Trying to debug a hard fault on MKW24D512, ARM Cortex M4 based microcontroller, we did not find too much documentation on working with IMPRECISE hard faults. We started our investigation from the post of Erich Styger Debugging Hard Faults on ARM Cortex-M. Based on this, we used Erich’s code to find the hard fault source, but it was impossible to find the instruction that caused the hard fault, because the executed instructions around the saved PC looked to be correct.
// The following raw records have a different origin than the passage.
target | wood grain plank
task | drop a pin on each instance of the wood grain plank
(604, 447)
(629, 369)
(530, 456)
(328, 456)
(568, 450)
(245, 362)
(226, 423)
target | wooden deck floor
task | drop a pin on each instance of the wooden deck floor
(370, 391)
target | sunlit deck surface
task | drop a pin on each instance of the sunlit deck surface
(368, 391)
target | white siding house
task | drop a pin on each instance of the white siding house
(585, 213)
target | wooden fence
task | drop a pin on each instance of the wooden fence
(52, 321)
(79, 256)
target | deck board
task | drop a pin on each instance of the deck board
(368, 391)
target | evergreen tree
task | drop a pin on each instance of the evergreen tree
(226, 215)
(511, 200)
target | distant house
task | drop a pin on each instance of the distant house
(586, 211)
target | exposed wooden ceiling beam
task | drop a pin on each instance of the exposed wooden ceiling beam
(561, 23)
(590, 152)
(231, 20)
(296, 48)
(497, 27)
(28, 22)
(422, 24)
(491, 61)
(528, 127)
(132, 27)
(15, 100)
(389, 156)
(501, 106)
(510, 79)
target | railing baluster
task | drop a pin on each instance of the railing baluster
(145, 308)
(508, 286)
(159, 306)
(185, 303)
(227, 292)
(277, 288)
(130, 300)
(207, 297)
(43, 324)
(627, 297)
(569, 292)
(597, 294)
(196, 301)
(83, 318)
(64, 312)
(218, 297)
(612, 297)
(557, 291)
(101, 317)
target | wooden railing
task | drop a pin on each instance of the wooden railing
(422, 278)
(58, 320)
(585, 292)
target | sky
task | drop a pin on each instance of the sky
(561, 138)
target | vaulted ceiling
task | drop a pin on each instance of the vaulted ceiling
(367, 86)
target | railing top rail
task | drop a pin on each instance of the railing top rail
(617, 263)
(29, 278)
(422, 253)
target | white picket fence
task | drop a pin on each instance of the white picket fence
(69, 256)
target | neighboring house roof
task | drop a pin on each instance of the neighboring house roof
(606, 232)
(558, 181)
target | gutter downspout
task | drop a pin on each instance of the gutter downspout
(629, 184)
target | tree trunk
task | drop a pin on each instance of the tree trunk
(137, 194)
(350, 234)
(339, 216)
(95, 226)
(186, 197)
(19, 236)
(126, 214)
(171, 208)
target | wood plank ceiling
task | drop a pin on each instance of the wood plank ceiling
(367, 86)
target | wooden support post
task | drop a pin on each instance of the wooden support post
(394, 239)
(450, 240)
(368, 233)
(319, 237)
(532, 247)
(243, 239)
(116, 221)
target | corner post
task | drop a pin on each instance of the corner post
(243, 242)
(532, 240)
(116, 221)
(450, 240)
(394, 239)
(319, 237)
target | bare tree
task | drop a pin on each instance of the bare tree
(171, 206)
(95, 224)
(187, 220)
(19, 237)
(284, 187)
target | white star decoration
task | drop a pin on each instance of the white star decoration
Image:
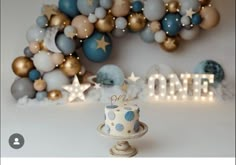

After, we checked the Hard Fault Status Register, from the System Control Block of the ARM Cortex M4 processor, we found the FORCED bit set. The ARM Cortex M4 documentation mentions that this bit indicates a forced hard fault, generated by escalation of a fault with configurable priority that cannot be handled, either because of priority or because it is disabled. When this bit is set to 1, the HardFault handler must read the other fault status registers to find the cause of the fault. We checked the other fault registers and we found, in the Configurable Fault Status Register (Bus Fault Status Register) from the System Control Block of the ARM Cortex M4 processor, the IMPRECISERR bit set. According to the ARM Cortex M4 documentation, if this bit is set a data bus error has occurred, but the return address in the stack frame is not related to the instruction that caused the error. When the processor sets this bit to 1, it does not write a fault address to the BFAR. So that explained why we did not find the instruction that caused the hard fault using Erich’s indications. Also, this is an asynchronous fault. Therefore, if it is detected when the priority of the current process is higher than the BusFault priority, the BusFault becomes pending and becomes active only when the processor returns from all higher priority processes.
The Cortex M4 processors have a write buffer feature that when a write is carried out to a bufferable memory region, the processor can proceed to the next instruction before the transfer is completed. This is great for performance, but can cause some complexity in debugging imprecise bus faults.
Studying better the documentation, we found in the ARM Cortex M4 Auxiliary Control Register the DISDEFWBUF bit that when set to 1, disables write buffer use during default memory map accesses. This causes all BusFaults to be precise BusFaults but decreases performance because any store to memory must complete before the processor can execute the next instruction. In this way the processor will not continue executing the next instruction until the write operation is completed, and so enabling this bit and using Erich’s code the saved PC pointed to the instruction which caused the hard fault.
In other case, if the Bus Fault is triggered by an instruction executed in an interrupt handler, with higher priority than the BusFault handler, setting the DISDEFWBUF can be useful in the debugging process because the BFAR register value remains valid in case of precise error.